List the early warning signs

Before you can spot trouble, you need to know what trouble looks like. Write down the signs a customer may be about to leave. Then you have a checklist, not a guess.

Your champion goes quiet, logins drop, they stop replying, or the budget owner just left.

Give each account a simple health read

Look at every account and ask one question. Is this one healthy, or is something off? You do not need a fancy tool. A green, amber, red note next to each name works fine.

"meritt is amber - my main contact hasn't replied in three weeks and usage is down."

Check in every week and flag the shaky ones

Health changes, so one look is not enough. Block ten minutes every week to run down your list. Flag any account that turned amber or red, then plan one move to help it.

Every Monday, scan all accounts, flag the wobbly ones, and book a call with the riskiest.

See the difference

Weak

You assume everyone is happy because nobody complained. You only notice meritt is unhappy when they email to cancel. Now you are scrambling, and the decision is already made. There is nothing left to save.

Strong

Three weeks earlier, your weekly scan flagged meritt as amber. Your champion went quiet and logins dropped. You called, found out a new manager had doubts, and set up a session to show the value again. You caught it while you still could.

Same account. Same warning signs. One rep saw them and one didn't. That is the whole difference between losing a customer and keeping one.

How you'll know it's working

You've got this when you can name one warning sign for each of your accounts and you act on the shaky ones. Look at your list right now. Can you point to the accounts at risk and say why?
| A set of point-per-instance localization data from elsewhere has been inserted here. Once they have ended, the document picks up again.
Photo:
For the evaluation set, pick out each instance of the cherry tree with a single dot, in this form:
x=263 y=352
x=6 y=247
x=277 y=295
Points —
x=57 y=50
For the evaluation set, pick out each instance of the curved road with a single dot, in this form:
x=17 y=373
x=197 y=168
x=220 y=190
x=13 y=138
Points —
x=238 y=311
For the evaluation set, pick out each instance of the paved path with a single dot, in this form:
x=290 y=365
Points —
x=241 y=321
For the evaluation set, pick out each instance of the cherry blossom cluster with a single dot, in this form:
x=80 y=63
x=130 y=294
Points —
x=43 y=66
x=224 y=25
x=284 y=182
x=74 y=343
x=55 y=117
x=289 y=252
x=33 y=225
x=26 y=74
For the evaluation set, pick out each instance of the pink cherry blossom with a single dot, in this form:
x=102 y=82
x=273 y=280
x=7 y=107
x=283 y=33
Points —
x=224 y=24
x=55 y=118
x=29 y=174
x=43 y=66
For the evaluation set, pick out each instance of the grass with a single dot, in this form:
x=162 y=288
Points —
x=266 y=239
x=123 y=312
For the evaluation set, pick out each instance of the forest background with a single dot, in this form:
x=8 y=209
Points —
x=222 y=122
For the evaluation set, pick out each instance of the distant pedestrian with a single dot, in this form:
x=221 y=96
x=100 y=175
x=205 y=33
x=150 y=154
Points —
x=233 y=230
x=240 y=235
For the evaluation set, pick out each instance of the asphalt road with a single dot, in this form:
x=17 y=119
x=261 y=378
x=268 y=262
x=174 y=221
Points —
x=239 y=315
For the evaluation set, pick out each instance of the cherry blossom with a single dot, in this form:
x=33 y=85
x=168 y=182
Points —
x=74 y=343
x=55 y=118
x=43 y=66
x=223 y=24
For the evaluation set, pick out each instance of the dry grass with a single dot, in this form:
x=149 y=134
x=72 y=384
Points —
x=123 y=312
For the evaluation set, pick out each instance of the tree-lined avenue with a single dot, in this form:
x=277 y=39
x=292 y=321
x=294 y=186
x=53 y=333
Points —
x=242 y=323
Did you flag one this week and do something about it? If yes, you are there. You are not waiting for bad news anymore. You are catching it early, and that is a skill that keeps customers and quota in your corner.

Questions people ask

What are the early signs an account is at risk?
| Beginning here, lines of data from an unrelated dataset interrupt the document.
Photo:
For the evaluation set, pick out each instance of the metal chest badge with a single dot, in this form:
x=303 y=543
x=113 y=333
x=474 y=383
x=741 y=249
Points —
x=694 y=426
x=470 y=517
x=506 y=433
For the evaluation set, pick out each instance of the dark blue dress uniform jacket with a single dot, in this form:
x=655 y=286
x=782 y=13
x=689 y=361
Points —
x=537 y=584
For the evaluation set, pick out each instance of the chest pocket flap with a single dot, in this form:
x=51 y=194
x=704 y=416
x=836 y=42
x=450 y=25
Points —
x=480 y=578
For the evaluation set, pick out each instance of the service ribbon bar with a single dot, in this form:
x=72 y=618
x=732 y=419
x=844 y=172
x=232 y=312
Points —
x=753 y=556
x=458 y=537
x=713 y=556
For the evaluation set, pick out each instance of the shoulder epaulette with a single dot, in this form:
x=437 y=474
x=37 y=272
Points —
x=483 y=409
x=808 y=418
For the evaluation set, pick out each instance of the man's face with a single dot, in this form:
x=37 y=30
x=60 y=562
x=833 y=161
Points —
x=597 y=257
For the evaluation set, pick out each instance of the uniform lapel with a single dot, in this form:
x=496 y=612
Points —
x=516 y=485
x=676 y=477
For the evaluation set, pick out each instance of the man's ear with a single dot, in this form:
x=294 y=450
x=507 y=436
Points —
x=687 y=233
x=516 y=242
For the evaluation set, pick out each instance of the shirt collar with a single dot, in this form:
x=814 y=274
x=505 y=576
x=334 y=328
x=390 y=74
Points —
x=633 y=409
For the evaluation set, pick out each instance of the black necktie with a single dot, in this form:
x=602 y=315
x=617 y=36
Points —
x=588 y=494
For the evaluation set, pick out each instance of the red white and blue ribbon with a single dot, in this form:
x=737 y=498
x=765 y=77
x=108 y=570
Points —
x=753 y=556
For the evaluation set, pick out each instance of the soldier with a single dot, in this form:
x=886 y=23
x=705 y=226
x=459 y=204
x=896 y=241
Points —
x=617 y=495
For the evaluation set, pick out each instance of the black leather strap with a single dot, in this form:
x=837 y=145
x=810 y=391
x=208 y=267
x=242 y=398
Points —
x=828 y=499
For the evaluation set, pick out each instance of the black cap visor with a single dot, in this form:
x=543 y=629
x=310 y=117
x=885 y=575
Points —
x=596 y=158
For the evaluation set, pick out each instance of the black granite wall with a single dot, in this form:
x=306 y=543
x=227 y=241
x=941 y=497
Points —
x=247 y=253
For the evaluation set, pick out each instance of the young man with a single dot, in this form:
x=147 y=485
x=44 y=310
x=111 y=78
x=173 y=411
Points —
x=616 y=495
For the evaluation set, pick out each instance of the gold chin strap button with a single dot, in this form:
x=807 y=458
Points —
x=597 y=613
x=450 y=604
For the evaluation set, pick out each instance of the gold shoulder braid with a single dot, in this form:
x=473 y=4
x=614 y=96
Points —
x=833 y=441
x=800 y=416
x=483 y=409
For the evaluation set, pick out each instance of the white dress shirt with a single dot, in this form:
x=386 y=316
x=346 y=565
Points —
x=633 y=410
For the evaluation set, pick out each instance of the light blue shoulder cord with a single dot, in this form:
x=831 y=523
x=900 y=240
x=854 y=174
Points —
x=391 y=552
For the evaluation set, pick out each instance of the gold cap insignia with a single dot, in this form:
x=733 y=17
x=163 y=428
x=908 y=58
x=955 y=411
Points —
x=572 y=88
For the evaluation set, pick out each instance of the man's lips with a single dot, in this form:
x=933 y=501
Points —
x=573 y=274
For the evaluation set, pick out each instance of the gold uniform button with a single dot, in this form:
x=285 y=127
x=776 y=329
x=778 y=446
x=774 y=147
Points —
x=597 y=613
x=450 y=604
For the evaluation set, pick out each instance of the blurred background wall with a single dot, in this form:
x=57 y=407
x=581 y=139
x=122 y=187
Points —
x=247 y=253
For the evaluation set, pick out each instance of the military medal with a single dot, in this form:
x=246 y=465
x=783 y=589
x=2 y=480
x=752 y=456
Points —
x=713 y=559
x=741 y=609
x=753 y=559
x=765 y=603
The most common signs are a champion who goes quiet, a drop in usage or logins, slow or no replies, and a change in the budget owner or main contact. Any one of these can mean a customer is slipping. The trick is to write your signs down as a checklist, so you spot them on purpose instead of by luck.
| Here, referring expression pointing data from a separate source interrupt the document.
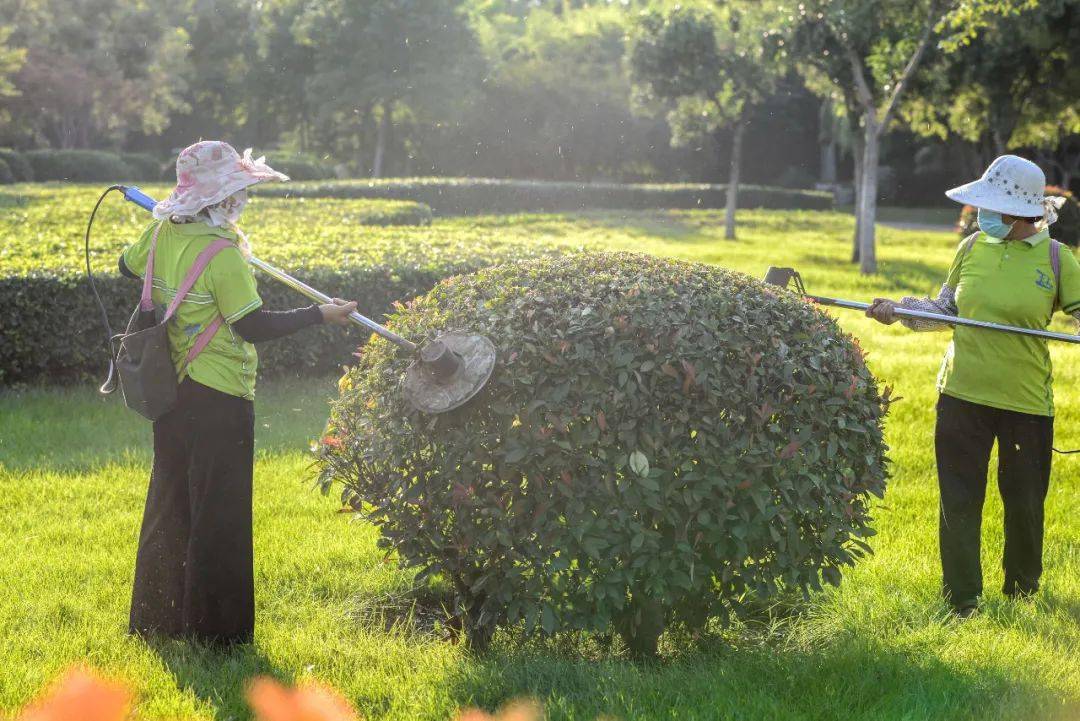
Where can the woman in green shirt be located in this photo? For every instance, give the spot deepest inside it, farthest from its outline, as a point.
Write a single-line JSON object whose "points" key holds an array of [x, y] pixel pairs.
{"points": [[193, 573], [995, 385]]}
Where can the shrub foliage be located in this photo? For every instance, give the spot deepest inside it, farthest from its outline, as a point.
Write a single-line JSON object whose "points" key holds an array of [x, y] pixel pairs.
{"points": [[1066, 230], [660, 441], [477, 195]]}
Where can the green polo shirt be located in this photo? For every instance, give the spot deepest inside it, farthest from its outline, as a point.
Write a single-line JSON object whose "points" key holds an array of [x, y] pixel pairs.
{"points": [[226, 287], [1009, 282]]}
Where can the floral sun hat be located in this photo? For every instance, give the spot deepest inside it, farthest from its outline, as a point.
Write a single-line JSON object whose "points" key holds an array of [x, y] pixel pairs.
{"points": [[1013, 186], [207, 173]]}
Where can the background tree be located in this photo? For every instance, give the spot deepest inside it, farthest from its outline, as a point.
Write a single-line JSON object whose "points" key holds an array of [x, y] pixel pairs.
{"points": [[1013, 85], [11, 60], [94, 82], [711, 65], [383, 59]]}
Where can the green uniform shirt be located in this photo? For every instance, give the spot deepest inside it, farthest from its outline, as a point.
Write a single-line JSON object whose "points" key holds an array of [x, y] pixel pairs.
{"points": [[1009, 282], [226, 287]]}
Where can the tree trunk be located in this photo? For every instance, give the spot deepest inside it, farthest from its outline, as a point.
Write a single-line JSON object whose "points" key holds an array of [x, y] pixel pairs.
{"points": [[828, 162], [729, 214], [858, 147], [867, 201], [380, 141], [826, 137]]}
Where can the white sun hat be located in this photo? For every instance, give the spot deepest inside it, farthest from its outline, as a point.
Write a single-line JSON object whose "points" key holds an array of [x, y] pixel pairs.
{"points": [[1012, 186], [207, 173]]}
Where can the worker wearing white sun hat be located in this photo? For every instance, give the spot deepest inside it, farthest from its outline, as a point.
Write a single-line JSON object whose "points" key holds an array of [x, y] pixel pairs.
{"points": [[997, 386]]}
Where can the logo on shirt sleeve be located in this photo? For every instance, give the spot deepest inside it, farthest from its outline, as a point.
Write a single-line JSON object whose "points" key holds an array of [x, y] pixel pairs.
{"points": [[1043, 281]]}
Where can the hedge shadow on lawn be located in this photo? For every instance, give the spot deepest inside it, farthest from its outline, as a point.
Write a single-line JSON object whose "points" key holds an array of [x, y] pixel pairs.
{"points": [[750, 680], [899, 275], [665, 226], [217, 678], [76, 430]]}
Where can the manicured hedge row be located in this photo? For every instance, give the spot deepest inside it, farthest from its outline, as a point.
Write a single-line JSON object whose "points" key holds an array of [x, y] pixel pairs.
{"points": [[477, 195], [52, 331], [91, 166]]}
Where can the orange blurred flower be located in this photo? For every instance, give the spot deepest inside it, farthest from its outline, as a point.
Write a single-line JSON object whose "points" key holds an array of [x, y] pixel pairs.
{"points": [[273, 702], [516, 710], [80, 695]]}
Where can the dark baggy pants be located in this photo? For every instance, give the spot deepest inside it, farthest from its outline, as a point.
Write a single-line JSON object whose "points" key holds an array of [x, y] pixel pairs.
{"points": [[193, 575], [963, 438]]}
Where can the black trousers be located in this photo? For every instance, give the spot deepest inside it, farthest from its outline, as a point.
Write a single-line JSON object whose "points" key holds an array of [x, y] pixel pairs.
{"points": [[962, 440], [193, 574]]}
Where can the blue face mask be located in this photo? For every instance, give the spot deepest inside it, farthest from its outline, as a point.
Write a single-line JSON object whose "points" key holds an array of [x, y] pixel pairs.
{"points": [[990, 222]]}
How often should I check on my accounts?

Once a week is a good rhythm. Block ten minutes to run down your full list and give each account a quick health read. Health changes fast, so one check a month is not enough to catch a problem in time. A weekly scan lets you flag the shaky ones while there is still room to act.

How do I score account health without a fancy tool?

You do not need a tool. A simple green, amber, red note next to each account name works. Green means healthy, amber means something feels off, and red means act now. Base the read on your warning signs, like replies, usage, and whether your contact is still engaged. The point is a clear flag, not a perfect number.

What should I do when I flag an account as at risk?

Act fast and get curious. Reach out, ask how things are going, and listen for the real issue. Often a new manager, a quiet champion, or a budget change is behind it. The goal is to find the problem early and offer help before the customer has already decided to leave. A quick, honest call saves more accounts than you'd expect.